Medicaid coverage accuracy in electronic health records

Miguel Marino, Heather Angier, Steele Valenzuela, Megan Hoopes, Marie Killerby, Brenna Blackburn, Nathalie Huguet, John Heintzman, Brigit Hatch, Jean P O'Malley, Jennifer E DeVoe, Miguel Marino, Heather Angier, Steele Valenzuela, Megan Hoopes, Marie Killerby, Brenna Blackburn, Nathalie Huguet, John Heintzman, Brigit Hatch, Jean P O'Malley, Jennifer E DeVoe

Abstract

Health insurance coverage facilitates access to preventive screenings and other essential health care services, and is linked to improved health outcomes; therefore, it is critical to understand how well coverage information is documented in the electronic health record (EHR) and which characteristics are associated with accurate documentation. Our objective was to evaluate the validity of EHR data for monitoring longitudinal Medicaid coverage and assess variation by patient demographics, visit types, and clinic characteristics. We conducted a retrospective, observational study comparing Medicaid status agreement between Oregon community health center EHR data linked at the patient-level to Medicaid enrollment data (gold standard). We included adult patients with a Medicaid identification number and ≥1 clinic visit between 1/1/2013-12/31/2014 [>1 million visits (n = 135,514 patients)]. We estimated statistical correspondence between EHR and Medicaid data at each visit (visit-level) and for different insurance cohorts over time (patient-level). Data were collected in 2016 and analyzed 2017-2018. We observed excellent agreement between EHR and Medicaid data for health insurance information: kappa (>0.80), sensitivity (>0.80), and specificity (>0.85). Several characteristics were associated with agreement; at the visit-level, agreement was lower for patients who preferred a non-English language and for visits missing income information. At the patient-level, agreement was lower for black patients and higher for older patients seen in primary care community health centers. Community health center EHR data are a valid source of Medicaid coverage information. Agreement varied with several characteristics, something researchers and clinic staff should consider when using health insurance information from EHR data.
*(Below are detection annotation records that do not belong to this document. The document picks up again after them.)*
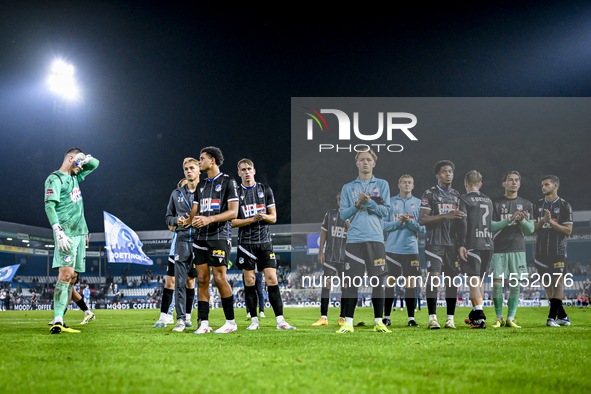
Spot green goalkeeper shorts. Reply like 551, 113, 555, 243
490, 252, 527, 280
51, 235, 86, 272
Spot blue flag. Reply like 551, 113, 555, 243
103, 211, 154, 265
0, 264, 21, 282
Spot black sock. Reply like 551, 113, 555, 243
185, 288, 195, 315
160, 288, 174, 313
371, 286, 384, 319
197, 301, 209, 320
320, 288, 330, 316
222, 295, 234, 320
548, 298, 562, 320
74, 298, 88, 310
267, 285, 283, 316
558, 301, 568, 319
244, 286, 257, 317
426, 283, 437, 315
384, 287, 394, 316
445, 283, 458, 316
344, 287, 359, 319
404, 287, 417, 317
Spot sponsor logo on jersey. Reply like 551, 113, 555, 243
330, 226, 347, 238
241, 204, 265, 218
70, 187, 82, 202
199, 198, 220, 213
438, 204, 458, 213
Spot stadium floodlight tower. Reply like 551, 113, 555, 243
47, 59, 80, 163
47, 60, 78, 113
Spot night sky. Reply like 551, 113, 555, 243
0, 1, 591, 232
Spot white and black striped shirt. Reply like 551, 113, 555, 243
193, 172, 238, 241
238, 182, 275, 245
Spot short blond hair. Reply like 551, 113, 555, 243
183, 157, 199, 170
237, 159, 254, 170
355, 149, 378, 161
398, 174, 415, 183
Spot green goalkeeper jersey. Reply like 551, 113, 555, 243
45, 158, 99, 237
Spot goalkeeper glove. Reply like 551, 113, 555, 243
51, 223, 74, 252
74, 152, 93, 168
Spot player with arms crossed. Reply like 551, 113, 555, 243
383, 174, 425, 327
312, 192, 350, 326
419, 160, 465, 330
490, 171, 534, 328
160, 157, 200, 332
188, 146, 238, 334
45, 148, 99, 334
232, 159, 295, 330
533, 175, 573, 327
337, 149, 391, 333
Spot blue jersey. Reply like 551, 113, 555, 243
340, 176, 390, 244
383, 194, 425, 254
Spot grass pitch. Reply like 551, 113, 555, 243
0, 307, 591, 393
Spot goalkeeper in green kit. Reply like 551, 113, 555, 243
45, 148, 99, 334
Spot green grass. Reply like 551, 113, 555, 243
0, 307, 591, 394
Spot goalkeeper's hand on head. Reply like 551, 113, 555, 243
51, 223, 74, 252
74, 152, 93, 168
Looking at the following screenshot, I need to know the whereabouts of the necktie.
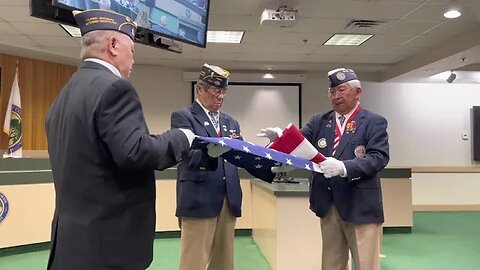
[332,115,345,155]
[208,112,220,132]
[338,115,345,127]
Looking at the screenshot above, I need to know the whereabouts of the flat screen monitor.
[52,0,209,48]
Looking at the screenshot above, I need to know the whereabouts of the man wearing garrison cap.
[171,64,274,270]
[262,68,389,270]
[46,10,194,270]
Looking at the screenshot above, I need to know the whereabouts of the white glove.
[271,164,296,173]
[207,143,230,158]
[179,128,196,146]
[318,157,347,178]
[257,127,283,141]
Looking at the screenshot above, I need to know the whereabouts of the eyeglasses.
[208,86,227,96]
[327,87,354,98]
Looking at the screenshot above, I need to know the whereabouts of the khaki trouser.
[179,199,237,270]
[320,206,382,270]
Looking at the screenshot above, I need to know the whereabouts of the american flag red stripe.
[269,124,326,163]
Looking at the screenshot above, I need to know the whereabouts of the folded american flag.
[196,136,320,172]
Keywords: Electronic health records; Health insurance; Health policy; Medicaid.

Figures

Fig. 1
Fig. 1
Measures of Medicaid coverage agreement between EHR and Medicaid data, stratified by pre- and post-Affordable Care Act (ACA) periods. Note: OCHIN health information network Epic© electronic health record (EHR) data are referred to as EHR data and Oregon Medicaid enrollment data are referred to as Medicaid data. Agreement is defined as total proportion of encounters in which EHR data denoted the same coverage status as the ‘gold standard’ (i.e., Medicaid data). PABAK adjusts kappa for differences in prevalence of the conditions and for bias between data sources. Sensitivity is the probability that EHR denoted coverage when the assumed gold standard also denoted coverage. Specificity is the probability that EHR correctly classified ‘no Medicaid coverage’ when the assumed gold standard also denotes no Medicaid coverage. PPV is the likelihood of a visit being covered by Medicaid when the gold standard denoted Medicaid coverage. NPV is the likelihood of an encounter not being covered by Medicaid when the gold standard denoted no Medicaid coverage. Data were collected in 2016 and analyzed 2017–2018.
Fig. 2
Fig. 2
Odds ratios for patient and clinic factors associated with agreement on Medicaid coverage at the patient-level, between EHR and Medicaid data. Note: OCHIN health information network Epic© EHR data are referred to as EHR data and Oregon Medicaid enrollment data are referred to as Medicaid data. The number of chronic conditions ranged from 0 to 5 based on the following conditions: hypertension, diabetes, coronary artery disease, lipid disorder, and asthma/chronic obstructive pulmonary disorder. Data were collected in 2016 and analyzed 2017–2018.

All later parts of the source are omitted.